At the same gas prices, a comparable gas-only car getting 29.1 MPG would be 13.8-23.2 cents/mi in gas costs.
It was break even though, and the EV driving/re-fueling experiencing is much nicer for local travel, so it still makes sense to go with EV.
Every year, it decreases.
But PGE having to provide power to wilderness areas in genera costs all PG&E customers to bear the cost and it’s a cost that Municipal power companies in CA don’t have and their rates an 1/2 or even more than PG&Es.
"No blackouts or cost increases due to 100 % clean, renewable electricity powering California for parts of 98 days"

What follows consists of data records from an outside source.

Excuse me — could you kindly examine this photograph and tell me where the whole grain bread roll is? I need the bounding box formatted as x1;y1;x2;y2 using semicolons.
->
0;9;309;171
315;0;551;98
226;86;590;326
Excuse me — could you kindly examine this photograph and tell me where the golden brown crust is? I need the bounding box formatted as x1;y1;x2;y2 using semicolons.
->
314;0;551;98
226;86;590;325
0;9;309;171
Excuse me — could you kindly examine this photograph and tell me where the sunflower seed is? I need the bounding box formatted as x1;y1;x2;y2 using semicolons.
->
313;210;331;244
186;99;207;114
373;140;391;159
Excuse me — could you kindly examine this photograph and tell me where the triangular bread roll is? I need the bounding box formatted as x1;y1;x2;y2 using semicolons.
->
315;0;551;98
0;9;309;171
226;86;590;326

> This paper uses data from the world's 5th-largest economy to show no blackouts occurred when wind-water-solar electricity supply exceeded 100 % of demand on California's main grid for a record 98 of 116 days from late winter to early summer, 2024, for an average of 4.84 (and maximum 10.1) hours/day
Here you can see that CA power is more than double the cost of PJM, Southwest, and Midcontinent power. Whenever I look at it, CA is still be burning a huge amount of natural gas, especially overnight.
If that broke the grid then there would be little future in building out wind and solar beyond a small fraction of energy.
The paper demonstrates it's not a problem, so further progress to making all of the grid's energy clean can continue.
Also "peaked at 83.2 % of daily demand on May 25."
Note that demand in 2023 was 533.6 Gwh/day and went down to 529.1.
"between June 2023 and June 2024, nameplate capacities of utility solar, wind, and batteries increased by ∼18%, ∼4%, and 73.3%, respectively"
Cost and details of those capacity increases isn't mentioned but it seems that the average 31.7% increase in capacity only yielded a 5.2pp increase (mostly from the batteries which appear to handle 4 hours of load).
The study: https://www.sciencedirect.com/science/article/pii/S096014812...
source: local news reporter Kevin Truong
Nice...but "up to 10" < 24, and 98 < 116, and "how easy was the first 1/4?" is generally a crap indicator of how easily a job can be finished.
> The state went a record 98 of 116 days providing up to 10 hours
Does the study clarify? "Up to” could mean almost anything, and could be rewritten ”no more than"
I wonder what the study actually found.